A polynomial
$$f(x) = x^n + a_{n-1} x^{n-1} + \cdots + a_1 x + a_0$$
where $a_{n-1}, a_0$ are known. How to determine whether polynomial $f$ has integer roots? Can we give a bound of $\max\{a_i \mid i=1,\dots,n-2\}$ and $\min\{a_i \mid i=1,\dots,n-2\}$ decide by $n,a_{n-1}$, and $a_0$ such that the polynomial roots are integers.
Best Answer
I'm not sure if I understand just what you're asking, but perhaps it is the following:
If that's what you're asking, then the answer is no. Consider for example the polynomial $$ g(x) = x (x^2 - c^2)^{k}, $$ where $c \in \mathbb{Z}$. Then this has $a_0 = a_{n-1} = 0$. But even for fixed $n$, the other coefficients are unbounded if you let $c$ be large.

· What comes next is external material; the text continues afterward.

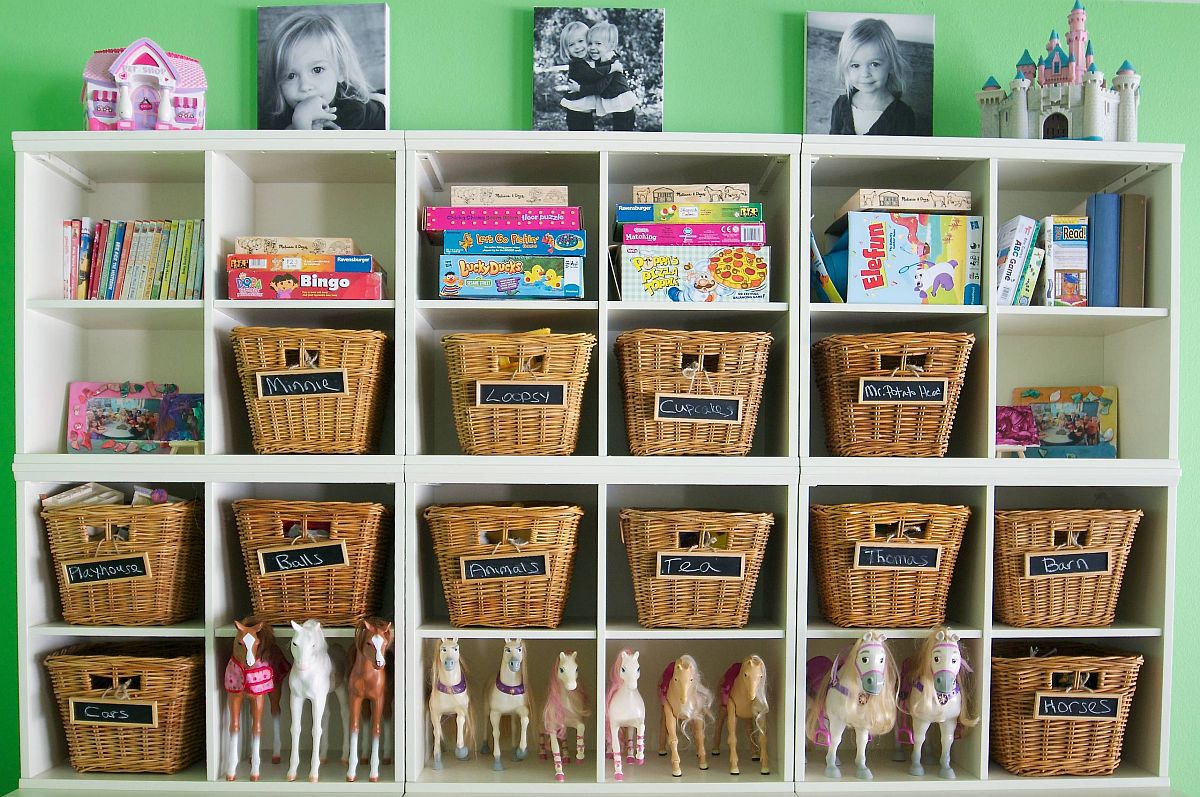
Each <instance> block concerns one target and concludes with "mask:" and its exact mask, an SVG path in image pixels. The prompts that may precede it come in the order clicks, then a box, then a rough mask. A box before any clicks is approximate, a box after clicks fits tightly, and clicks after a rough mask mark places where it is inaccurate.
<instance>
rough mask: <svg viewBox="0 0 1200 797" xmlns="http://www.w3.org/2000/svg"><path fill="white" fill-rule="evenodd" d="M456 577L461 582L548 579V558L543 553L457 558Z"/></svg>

This part added in response to Timothy Chow's comment:
Timothy Chow made the suggestion that allowing $a_{0} = a_{n-1} = 0$ feels like cheating, and on reflection, I agree!
If we allow $a_0 = 0$, then we can't get any bound on the other coefficients
Namely, just consider any monic degree $n-2$ polynomial of the form $p(x) = x^{n-2} + b_{n-4} x^{n-4} + b_{n-5} x^{n-5} + \cdots + b_0$. Then look at the polynomial $x (x+a) p(x) = x^n + a x^{n-1} + a_{n-2} x^{n-2} + \cdots + a_1 x + 0$. This will have integer roots, and the coefficient $a_{n-1}$ is free to be any integer you like. Yet the other coefficients can be wild. For concreteness, consider this $$ h(x) = x (x+a)(x^2 - c^2)^k, $$ which, for fixed $a$ and $k$, will have unbounded coefficients if you pick $c$ large enough [e.g., the sum of these coefficients is $h(1)$ which is unbounded].
If we disallow $a_0 = 0$, then we do get a bound
However! If we disallow the case $a_0 = 0$, then yes you can get a bound on the remaining coefficients. Namely, if $f(x)$ factors as $f(x) = \prod_{i} (x +r_i)$, then we know $a_0 = \prod_{i} r_i$. If none of the roots is $0$ (i.e., if $a_0 \neq 0$), then each root is at least $1$ in absolute value, and thus $|a_0|$ is an upper bound on every product of the form $\prod_{i \in S} |r_i|$. Therefore, we have
$$ |a_{n-k}| = \left| \sum_{|S| = k} \prod_{i \in S} r_i \right| \leq \sum_{|S| = k} \prod_{i \in S} |r_i| \leq \sum_{|S| = k} |a_0| = {n \choose k} |a_0|. $$ This bound is tight of course by the polynomials $(x+1)^n$ and $(x-1)^n$. (This reminds me of Newton's inequalities, which probably can provide an alternate proof.)